CASE REPORT
A 61-year-old female with a documented history of schizophrenia was admitted to the intensive care unit (ICU) with respiratory infection, hypotension (systolic blood pressure, 70 mm Hg; diastolic blood pressure, 50 mm Hg), metabolic acidosis, hypoglycemia (serum glucose, 52 mg/dL), and acute hypoxemic respiratory failure requiring invasive mechanical ventilation under continuous sedation. Initial management included discontinuation of all psychotropic medications and initiation of empiric broad-spectrum antimicrobial therapy, along with aggressive intravenous fluid resuscitation and vasopressor support for hemodynamic stabilization.
Clinical course
Following 2 days of targeted therapy, marked improvement in respiratory parameters and resolution of hypoglycemia permitted cessation of sedation and successful extubation. However, persistent leukocytosis (white blood cell [WBC]; 14.5 ×103/μL) was noted despite normalization of creatine kinase (CK; 85 U/L). By day 5 post-admission, the patient developed generalized tremors, profound lethargy, and episodic stupor, accompanied by hemodynamic instability (tachycardia, 130 bpm; labile blood pressure), hyperhidrosis, and febrile episodes (peak temperature: 39 °C). Concurrently, recurrent hypoxemia (SpO2, 75% on room air) and respiratory acidosis (pH, 7.28; PCO2, 60 mm Hg) necessitated the initiation of non-invasive positive-pressure ventilation. Chest radiography and thoracic computed tomography confirmed bilateral aspiration pneumonia.
Diagnostic workup
Despite subsequent normalization of inflammatory markers (8 mg/L), a normal WBC count, and radiographic resolution of pulmonary infiltrates, the patient's autonomic dysregulation, encephalopathic state (stupor), tachycardia, sweating, labile hypertension, hyperthermia, and tremor persisted despite the resolution of infectious parameters. Autonomic dysfunction was evidenced by persistent tachycardia (up to 130 bpm), labile blood pressure with fluctuations exceeding 30 mm Hg between successive measurements, episodic hyperthermia (peaking at 39 °C), and profuse diaphoresis, all of which fulfilled the DSM-5 criteria for autonomic instability associated with NMS.

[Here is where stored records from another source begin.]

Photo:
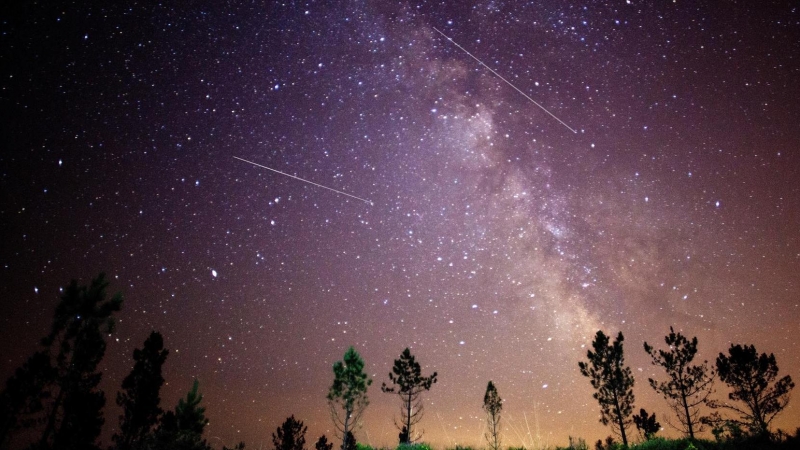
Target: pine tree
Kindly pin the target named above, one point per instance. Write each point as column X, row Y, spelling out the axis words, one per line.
column 408, row 384
column 752, row 379
column 183, row 428
column 492, row 404
column 323, row 444
column 291, row 435
column 612, row 381
column 57, row 388
column 689, row 385
column 140, row 399
column 22, row 401
column 347, row 396
column 647, row 425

Neurological examination revealed diffuse hyporeflexia. Electrophysiological studies demonstrated absence of F-waves and reduced sensory nerve conduction velocities in the upper extremities. Lumbar puncture (clear appearance; opening pressure, 14 cm H2O; WBC count, 3 cells/mm3; red blood cells count, 2 cells/mm3; protein concentration, 25 mg/dL; blood glucose, 86 mg/dL; cerebrospinal fluid glucose, 60 mg/dL; chloride concentration, 122 mEq/L; lactate concentration, 1.1 mmol/L) and neuroimaging (computed tomography of the brain/spine) excluded infectious or structural etiologies.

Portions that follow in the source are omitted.